You're welcome....Pictures do not do it justice....LOVE IT


----------



## Ruby296 (Nov 1, 2008)

luvmy4brats said:


> It's a Belkin bag I picked up at Target. It's made for the mini-laptops, but is the perfect size for the Kindle.
> 
> My picture makes it look just a bit lighter. The butterfly itself is nearly black


I have the same Belkin bag and feel it adds another layer of protection for the K. Also got mine at Target for $10. Great buy!


----------



## Neversleepsawink;) (Dec 16, 2008)

I'm trying to talk my mom into making me Kindle covers too.  Maybe she'll give it a shot.  I love my Oberon cover....I would like a fabric cover too...she has plenty of cute fabric


----------



## Jaderose (Dec 19, 2008)

Ruby said:


> I have the same Belkin bag and feel it adds another layer of protection for the K. Also got mine at Target for $10. Great buy!


This is exactly what I've been looking for to cover my Oberon as well. Thanks!! I'll be checking out Target tomorrow.


----------



## bkworm8it (Nov 17, 2008)

My Cover arrived!!!!   I swear I just placed the order. Didn't even get a notice that it was being shipped. Just showed up!!!

It's beautiful!!  The only bummer is that my one cat that had a leather addiction is no longer with me (she passed on 4yrs ago) she would have drooled all over it!! (Literally!)   

theresam


----------



## KindleMom (Dec 11, 2008)

bkworm8it said:


> My Cover arrived!!!!  I swear I just placed the order. Didn't even get a notice that it was being shipped. Just showed up!!!
> 
> It's beautiful!! The only bummer is that my one cat that had a leather addiction is no longer with me (she passed on 4yrs ago) she would have drooled all over it!! (Literally!)
> 
> theresam


Which one did you get?

I hope you post some pics when you get a minute. And sorry to hear about your cat.
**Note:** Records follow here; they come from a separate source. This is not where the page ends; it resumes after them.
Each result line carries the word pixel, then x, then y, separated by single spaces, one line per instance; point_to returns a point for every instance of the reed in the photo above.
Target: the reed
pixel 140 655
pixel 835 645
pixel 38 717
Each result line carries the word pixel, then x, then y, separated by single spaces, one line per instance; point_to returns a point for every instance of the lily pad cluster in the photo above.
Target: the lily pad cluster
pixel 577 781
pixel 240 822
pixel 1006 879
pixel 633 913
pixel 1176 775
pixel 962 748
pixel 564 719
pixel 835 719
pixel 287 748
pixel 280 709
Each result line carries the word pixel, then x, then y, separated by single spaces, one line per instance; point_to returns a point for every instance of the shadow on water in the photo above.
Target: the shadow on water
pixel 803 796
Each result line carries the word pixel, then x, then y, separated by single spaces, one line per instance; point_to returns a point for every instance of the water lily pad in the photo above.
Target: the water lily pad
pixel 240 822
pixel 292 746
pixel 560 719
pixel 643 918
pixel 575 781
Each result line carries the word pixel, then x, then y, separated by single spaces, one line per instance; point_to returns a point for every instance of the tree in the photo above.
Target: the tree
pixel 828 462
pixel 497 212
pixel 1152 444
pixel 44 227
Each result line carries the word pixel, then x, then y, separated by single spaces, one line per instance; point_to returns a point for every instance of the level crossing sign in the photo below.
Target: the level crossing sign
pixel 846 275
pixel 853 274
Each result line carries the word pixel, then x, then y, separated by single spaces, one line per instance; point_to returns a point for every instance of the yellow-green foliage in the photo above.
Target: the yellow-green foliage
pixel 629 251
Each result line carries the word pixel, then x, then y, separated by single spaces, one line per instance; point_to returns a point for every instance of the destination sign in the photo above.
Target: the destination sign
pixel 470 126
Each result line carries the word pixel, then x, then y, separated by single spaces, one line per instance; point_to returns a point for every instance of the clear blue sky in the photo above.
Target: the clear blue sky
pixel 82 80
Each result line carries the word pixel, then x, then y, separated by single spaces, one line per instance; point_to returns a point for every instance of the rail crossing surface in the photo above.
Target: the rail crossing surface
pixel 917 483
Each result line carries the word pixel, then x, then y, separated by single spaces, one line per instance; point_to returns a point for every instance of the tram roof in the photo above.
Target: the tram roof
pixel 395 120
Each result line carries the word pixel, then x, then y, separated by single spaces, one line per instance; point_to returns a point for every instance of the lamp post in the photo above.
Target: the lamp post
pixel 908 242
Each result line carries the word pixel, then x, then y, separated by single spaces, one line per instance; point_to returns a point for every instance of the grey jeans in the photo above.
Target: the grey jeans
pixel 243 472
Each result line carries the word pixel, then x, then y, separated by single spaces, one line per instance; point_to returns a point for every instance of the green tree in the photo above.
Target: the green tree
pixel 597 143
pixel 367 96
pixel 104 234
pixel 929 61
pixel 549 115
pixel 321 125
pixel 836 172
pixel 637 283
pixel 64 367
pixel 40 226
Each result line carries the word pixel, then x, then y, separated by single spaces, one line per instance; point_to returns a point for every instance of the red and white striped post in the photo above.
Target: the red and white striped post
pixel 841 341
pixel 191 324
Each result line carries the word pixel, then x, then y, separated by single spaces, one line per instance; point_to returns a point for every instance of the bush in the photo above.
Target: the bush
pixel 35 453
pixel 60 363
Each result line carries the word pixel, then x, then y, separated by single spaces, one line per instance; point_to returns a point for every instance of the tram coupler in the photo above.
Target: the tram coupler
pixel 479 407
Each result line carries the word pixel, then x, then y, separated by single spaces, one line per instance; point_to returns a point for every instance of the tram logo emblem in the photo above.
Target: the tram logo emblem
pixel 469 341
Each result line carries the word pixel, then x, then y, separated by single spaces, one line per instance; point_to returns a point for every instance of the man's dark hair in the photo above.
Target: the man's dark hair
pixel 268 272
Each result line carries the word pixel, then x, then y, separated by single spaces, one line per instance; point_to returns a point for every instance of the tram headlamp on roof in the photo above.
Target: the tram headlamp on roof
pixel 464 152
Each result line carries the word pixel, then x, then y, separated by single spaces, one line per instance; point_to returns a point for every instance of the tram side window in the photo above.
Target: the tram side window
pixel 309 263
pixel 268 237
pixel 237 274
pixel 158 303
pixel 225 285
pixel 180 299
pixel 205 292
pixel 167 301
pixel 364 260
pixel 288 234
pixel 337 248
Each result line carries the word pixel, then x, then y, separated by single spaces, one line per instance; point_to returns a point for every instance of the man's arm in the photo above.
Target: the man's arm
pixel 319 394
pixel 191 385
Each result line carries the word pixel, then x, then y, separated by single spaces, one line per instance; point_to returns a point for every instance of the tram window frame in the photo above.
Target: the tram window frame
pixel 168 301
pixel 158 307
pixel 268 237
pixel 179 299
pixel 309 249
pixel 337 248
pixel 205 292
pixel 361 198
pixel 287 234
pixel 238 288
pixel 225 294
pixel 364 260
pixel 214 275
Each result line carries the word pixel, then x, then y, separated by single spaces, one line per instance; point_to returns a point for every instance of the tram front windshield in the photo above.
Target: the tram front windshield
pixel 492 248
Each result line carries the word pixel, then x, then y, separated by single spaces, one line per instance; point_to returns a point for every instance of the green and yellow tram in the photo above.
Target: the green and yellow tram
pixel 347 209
How sweet that you remember her at a time like this.


----------



## bkworm8it (Nov 17, 2008)

KindleMom said:


> Which one did you get?
> 
> I hope you post some pics when you get a minute. And sorry to hear about your cat. How sweet that you remember her at a time like this.





KindleMom said:


> Which one did you get?
> 
> I hope you post some pics when you get a minute. And sorry to hear about your cat. How sweet that you remember her at a time like this.


I purchased the butterfly one. It's not as thick as I thought it would which is great and will still fit nicely in my purse! I'd post a picture but only have a phone camera working at the moment. Its the same as the purple on a few posts above.

Ya I really miss that cat. She was my favorite and first as an adult living on my own, the most unusall personality I have seen in a cat and I've a many cats. It's much easier now to remember her fondly instead of being upset that she passed away.


----------